Business Continuity in SQL Database

I have wrote a number of blogs on the topic of business continuity in SQL Database before (HA/DR for Azure SQL Database, Azure SQL Database high availability, Azure SQL Database disaster recovery) but with a number of new features I felt it was time for a new blog on the subject, focusing on disaster recovery and not high availability.

Business continuity in Azure SQL Database and SQL Managed Instance refers to the mechanisms, policies, and procedures that enable your business to continue operating in the face of disruption, particularly to its computing infrastructure. In the most of the cases, SQL Database and SQL Managed Instance will handle the disruptive events that might happen in the cloud environment and keep your applications and business processes running. From a database perspective, these are the major potential disruption scenarios, or disasters:

Data corruption or deletion typically caused by an application bug or human error (user accidentally deleted or updated a row in a table). Such failures are application-specific and typically cannot be detected by the database service
Malicious attacker succeeded to delete data or drop a database
Datacenter outage or temporarily disabled, possibly caused by a natural disaster such as an earthquake.
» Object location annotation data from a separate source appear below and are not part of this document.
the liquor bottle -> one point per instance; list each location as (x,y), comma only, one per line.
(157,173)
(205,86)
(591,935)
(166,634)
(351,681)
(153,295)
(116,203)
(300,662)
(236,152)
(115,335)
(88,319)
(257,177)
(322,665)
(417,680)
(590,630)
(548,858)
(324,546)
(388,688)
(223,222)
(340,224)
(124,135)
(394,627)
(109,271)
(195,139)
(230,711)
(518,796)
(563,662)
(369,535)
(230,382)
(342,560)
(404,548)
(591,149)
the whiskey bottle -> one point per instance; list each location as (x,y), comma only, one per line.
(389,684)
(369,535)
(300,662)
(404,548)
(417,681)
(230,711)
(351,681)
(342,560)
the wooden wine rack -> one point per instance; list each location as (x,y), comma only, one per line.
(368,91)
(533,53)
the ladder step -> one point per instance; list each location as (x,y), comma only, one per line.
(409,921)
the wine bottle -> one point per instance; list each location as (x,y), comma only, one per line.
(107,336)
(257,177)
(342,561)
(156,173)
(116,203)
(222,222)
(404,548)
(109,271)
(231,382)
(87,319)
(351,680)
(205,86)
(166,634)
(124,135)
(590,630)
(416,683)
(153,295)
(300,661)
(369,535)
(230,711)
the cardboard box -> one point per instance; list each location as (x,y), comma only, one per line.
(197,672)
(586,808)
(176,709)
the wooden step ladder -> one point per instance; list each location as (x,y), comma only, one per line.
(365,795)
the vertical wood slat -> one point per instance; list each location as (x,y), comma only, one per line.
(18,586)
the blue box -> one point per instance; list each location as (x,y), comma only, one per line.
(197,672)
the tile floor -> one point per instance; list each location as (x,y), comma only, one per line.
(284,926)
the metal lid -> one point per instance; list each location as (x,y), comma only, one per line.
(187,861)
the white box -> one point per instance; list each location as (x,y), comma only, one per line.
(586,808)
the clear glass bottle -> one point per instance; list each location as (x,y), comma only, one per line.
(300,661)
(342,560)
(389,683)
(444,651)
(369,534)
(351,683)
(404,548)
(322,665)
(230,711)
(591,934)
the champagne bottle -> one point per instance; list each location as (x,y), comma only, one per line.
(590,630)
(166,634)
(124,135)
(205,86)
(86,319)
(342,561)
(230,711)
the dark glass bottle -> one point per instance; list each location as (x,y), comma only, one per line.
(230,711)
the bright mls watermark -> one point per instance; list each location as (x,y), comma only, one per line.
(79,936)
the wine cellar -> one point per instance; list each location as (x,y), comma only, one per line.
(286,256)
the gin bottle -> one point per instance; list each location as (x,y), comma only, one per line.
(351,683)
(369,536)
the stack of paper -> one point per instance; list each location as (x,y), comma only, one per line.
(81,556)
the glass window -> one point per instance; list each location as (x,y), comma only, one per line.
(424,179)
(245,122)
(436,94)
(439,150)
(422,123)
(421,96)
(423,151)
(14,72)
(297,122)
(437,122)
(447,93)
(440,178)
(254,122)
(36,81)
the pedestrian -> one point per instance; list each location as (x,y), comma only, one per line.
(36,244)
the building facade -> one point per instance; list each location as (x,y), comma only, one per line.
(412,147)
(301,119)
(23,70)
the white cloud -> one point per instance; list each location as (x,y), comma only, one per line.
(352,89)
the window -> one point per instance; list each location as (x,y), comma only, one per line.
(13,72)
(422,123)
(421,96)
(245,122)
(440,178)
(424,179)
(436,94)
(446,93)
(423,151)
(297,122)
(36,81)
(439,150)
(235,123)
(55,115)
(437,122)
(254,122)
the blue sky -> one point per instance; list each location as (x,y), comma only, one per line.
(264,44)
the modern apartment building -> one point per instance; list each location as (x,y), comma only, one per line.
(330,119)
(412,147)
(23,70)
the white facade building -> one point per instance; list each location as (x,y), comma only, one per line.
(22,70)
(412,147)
This scenario requires some level of geo-redundancy with application failover to an alternate datacenter
Local hardware or software failures affecting the database node such as a disk-drive failure
Upgrade or maintenance errors, unanticipated issues that occur during planned infrastructure maintenance or upgrades may require rapid rollback to a prior database state

This overview describes the capabilities that SQL Database and SQL Managed Instance provide for business continuity and disaster recovery.
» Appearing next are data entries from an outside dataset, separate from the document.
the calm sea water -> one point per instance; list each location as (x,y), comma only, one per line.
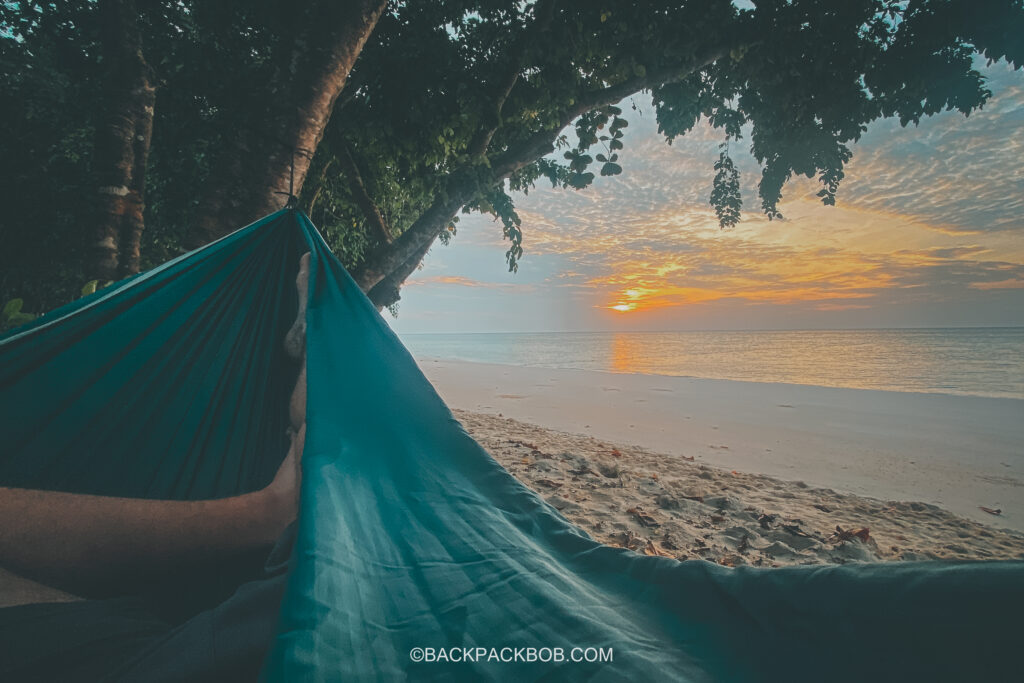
(984,361)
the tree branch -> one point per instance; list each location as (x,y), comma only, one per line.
(386,291)
(542,142)
(544,10)
(422,232)
(370,210)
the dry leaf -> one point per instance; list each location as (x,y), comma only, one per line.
(643,517)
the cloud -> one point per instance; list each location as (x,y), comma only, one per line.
(928,218)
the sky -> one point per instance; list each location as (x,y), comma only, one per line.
(928,231)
To mitigate the local hardware and software failures, SQL Database includes a high availability architecture, which guarantees automatic recovery from these failures with up to 99.995% availability SLA.

SQL Database and SQL Managed Instance also provide several business continuity features that you can use to mitigate various unplanned scenarios:

Temporal tables enable you to restore row versions from any point in time
To protect your business from data loss, SQL Database and SQL Managed Instance automatically create full database backups weekly, differential database backups every 12 hours, and transaction log backups every 5 – 10 minutes (see Built-in automated backups). The backups are stored in RA-GRS storage for at least 7 days for all service tiers. All service tiers except Basic support configurable backup retention period for point-in-time restore, up to 35 days. Point in Time Restore enables you to restore a complete database to some point in time within the configured retention period
You can restore a deleted database to the point at which it was deleted if the server has not been deleted.
For a corrupted database, you can create a new database from a backup to the same server, usually in less than 12 hours unless it is a very large or very active database (see database recovery time). You can also restore a database to another geographic region, called geo-restore, due to geo-replicated backups, which is where a backed up database is automatically copied to an Azure blob in a different region (note there is a delay between when a backup is taken and when it is geo-replicated to an Azure blob in a different region, so as a result, the restored database can be up to one hour behind the original database). This allows you to recover from a geographic disaster when you cannot access your database or backups in the primary region. It creates a new database on any existing server or managed instance, in any Azure region. See Azure SQL Database and Backups
Long-term backup retention (LTR) enables you to keep the backups up to 10 years (this is in limited public preview for SQL Managed Instance). LTR allows you to restore an old version of the database by using the Azure portal or Azure PowerShell to satisfy a compliance request or to run an old version of the application
Active geo-replication enables you to create readable replicas and manually failover to any replica in case of a datacenter outage or application upgrade (see table below to compare with auto-failover groups). If you have an application that must be taken offline because of planned maintenance such as an application upgrade, check out Manage application upgrades which describes how to use active geo-replication to enable rolling upgrades of your cloud application to minimize downtime during upgrades and provide a recovery path if something goes wrong
Auto-failover group allows the application to automatically recovery in case of a datacenter outage (see table below to compare with active geo-replication)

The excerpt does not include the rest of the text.